Я попытался завести разговор с Тропининым, но он всё ещё пребывал в эйфории, мешающей трезвому взгляду.
— Вот же дураки, счастья своего не понимают, — усмехнулся он.
— О чём ты?
— Возможно, опередив Испанию с Сан-Франциско, мы сохраняем за ней в будущем все прочие колонии в Тихом Океане. Ведь именно отсюда испанские острова один за другим будут прибирать к рукам американцы.
— Это всё что тебя сейчас волнует? — разозлился я.
— А что?
— Ты подумай о нас. Мы бросили карты на стол, притом, что до сих пор фактически блефовали. Раньше испанцы только подозревали о нашем продвижении, а теперь столкнулись нос к носу. Допустим, получив по зубам, они дрогнули от неожиданности, но вскоре станут искать возможность отыграться.

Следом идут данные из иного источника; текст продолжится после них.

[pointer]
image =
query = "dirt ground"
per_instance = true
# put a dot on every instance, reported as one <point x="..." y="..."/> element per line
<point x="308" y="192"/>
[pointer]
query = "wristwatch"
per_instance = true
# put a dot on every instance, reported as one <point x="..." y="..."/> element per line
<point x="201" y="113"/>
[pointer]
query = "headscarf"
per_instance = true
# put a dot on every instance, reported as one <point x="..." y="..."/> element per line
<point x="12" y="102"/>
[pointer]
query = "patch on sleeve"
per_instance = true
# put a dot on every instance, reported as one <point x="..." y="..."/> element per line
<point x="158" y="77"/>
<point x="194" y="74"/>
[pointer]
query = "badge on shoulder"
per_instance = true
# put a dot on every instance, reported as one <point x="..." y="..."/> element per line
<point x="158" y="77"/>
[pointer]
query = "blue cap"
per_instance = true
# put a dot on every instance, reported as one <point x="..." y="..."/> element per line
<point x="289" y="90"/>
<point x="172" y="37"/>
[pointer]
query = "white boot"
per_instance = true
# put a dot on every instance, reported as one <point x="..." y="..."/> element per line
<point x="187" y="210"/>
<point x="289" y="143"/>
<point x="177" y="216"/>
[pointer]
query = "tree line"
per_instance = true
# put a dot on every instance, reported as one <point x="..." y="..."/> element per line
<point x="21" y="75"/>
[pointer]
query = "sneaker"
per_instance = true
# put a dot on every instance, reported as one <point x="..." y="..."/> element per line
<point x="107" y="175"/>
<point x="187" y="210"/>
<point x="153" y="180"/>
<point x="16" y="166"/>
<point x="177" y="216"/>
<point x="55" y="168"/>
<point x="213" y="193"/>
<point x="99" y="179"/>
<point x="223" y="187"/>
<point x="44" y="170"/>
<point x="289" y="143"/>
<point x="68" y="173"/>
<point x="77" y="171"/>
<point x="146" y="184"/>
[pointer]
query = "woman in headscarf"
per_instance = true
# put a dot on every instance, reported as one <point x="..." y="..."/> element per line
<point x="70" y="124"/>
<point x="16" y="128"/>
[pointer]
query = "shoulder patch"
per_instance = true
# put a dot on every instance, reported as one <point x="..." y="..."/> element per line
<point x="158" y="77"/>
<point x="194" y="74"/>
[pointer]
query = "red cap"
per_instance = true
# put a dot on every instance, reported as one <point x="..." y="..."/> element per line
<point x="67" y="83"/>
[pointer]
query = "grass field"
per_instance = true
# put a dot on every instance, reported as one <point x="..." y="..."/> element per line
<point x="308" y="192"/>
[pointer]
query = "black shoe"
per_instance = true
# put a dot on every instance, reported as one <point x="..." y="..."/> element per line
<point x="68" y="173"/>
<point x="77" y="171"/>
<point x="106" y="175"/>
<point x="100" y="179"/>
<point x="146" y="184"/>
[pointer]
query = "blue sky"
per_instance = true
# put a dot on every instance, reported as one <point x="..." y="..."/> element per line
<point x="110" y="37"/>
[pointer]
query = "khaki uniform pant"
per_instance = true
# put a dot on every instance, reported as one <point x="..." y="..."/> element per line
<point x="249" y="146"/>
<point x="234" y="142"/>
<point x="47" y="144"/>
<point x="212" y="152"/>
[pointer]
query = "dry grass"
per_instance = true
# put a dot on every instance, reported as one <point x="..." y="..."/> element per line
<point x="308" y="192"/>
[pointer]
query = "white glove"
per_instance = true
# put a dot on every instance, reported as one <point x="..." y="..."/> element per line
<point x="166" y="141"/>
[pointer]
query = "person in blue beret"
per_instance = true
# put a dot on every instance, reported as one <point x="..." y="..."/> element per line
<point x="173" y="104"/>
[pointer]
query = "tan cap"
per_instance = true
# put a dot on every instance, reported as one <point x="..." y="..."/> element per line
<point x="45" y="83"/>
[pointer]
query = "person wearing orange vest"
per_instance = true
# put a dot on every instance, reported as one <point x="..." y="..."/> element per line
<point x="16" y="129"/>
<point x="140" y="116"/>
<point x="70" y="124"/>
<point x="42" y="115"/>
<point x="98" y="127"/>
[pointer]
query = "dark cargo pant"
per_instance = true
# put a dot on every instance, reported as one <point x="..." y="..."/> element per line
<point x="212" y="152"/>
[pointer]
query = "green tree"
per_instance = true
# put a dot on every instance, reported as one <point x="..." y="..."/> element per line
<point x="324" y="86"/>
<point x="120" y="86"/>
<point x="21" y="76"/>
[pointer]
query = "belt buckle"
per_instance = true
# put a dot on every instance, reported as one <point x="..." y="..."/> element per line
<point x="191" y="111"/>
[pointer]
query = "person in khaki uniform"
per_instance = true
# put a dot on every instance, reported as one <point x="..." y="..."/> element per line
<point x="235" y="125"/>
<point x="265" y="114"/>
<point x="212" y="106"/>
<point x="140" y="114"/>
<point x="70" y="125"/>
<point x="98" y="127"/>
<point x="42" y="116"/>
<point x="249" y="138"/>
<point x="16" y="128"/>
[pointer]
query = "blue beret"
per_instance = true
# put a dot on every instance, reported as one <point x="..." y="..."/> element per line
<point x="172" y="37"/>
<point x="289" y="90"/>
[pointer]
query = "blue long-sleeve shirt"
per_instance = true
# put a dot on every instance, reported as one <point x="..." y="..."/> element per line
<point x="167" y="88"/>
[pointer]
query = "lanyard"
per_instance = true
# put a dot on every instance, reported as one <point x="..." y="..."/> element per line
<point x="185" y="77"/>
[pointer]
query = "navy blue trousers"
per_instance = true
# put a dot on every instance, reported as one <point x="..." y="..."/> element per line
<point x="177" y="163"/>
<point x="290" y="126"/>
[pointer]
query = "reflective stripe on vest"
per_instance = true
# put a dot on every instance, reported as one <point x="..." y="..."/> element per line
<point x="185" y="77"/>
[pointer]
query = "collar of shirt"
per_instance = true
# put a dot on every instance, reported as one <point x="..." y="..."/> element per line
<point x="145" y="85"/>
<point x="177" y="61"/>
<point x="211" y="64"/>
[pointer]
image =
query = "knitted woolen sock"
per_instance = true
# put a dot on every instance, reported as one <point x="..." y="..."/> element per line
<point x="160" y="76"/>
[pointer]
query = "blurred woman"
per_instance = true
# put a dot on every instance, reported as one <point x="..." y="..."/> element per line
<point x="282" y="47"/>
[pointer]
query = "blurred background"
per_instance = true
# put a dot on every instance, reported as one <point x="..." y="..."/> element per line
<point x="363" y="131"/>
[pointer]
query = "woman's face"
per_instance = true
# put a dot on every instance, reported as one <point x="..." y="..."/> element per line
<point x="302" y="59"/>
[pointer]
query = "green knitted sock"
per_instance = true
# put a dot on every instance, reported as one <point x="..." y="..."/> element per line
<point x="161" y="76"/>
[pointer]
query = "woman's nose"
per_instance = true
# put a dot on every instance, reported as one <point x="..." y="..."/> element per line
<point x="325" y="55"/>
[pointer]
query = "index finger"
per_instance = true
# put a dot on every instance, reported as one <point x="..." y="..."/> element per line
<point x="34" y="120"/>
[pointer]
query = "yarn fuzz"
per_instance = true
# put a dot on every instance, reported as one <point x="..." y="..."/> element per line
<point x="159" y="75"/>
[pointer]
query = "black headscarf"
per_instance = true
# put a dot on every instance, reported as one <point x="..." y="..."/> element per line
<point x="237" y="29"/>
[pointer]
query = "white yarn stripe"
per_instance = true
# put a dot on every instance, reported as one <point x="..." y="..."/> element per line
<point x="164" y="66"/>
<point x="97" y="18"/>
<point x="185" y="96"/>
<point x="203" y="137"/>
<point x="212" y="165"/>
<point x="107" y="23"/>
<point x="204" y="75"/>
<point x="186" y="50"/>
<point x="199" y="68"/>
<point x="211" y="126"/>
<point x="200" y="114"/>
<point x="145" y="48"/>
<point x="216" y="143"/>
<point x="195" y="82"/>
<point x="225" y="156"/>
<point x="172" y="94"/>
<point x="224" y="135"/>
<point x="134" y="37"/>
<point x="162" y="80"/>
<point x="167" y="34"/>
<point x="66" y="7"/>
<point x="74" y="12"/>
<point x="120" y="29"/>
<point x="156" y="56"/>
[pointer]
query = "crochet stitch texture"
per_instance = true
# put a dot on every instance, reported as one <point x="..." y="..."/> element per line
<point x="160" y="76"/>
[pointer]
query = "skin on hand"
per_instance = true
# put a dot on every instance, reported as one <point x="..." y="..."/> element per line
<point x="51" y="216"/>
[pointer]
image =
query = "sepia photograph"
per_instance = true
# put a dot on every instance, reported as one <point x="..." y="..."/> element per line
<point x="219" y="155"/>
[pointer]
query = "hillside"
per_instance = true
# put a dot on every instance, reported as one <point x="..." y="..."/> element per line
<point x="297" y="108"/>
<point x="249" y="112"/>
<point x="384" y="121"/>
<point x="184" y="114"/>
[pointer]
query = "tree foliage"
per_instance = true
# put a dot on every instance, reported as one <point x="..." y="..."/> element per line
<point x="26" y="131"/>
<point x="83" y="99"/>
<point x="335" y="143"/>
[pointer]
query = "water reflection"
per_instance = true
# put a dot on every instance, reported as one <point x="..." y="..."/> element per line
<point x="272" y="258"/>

И, мало того, от испанцев весть разнесётся дальше. Очнутся англичане, а их флот не чета испанскому, засуетятся голландцы.
— Не преувеличивай. Сюда не ближний свет добираться. А здесь тысячи километров береговой линии.
— Допустим, Викторию они не обнаружат, — согласился я. — Там у нас такой лабиринт из островов и проливов, что и флота не хватит всё обыскать. Но что если они высадятся в устье Колумбии или ещё где-нибудь? А значит, нужно стахановскими темпами столбить участки. Ставить посёлки в каждой удобной бухте, в устье каждой мало-мальски приличной реки, подниматься по ним до истоков, ставить посёлки на каждом островке, на всём побережье протяжённостью несколько тысяч миль. А где взять на всё людей, денег? Да и собственная империя начнёт присматриваться к обретённым дуром землям.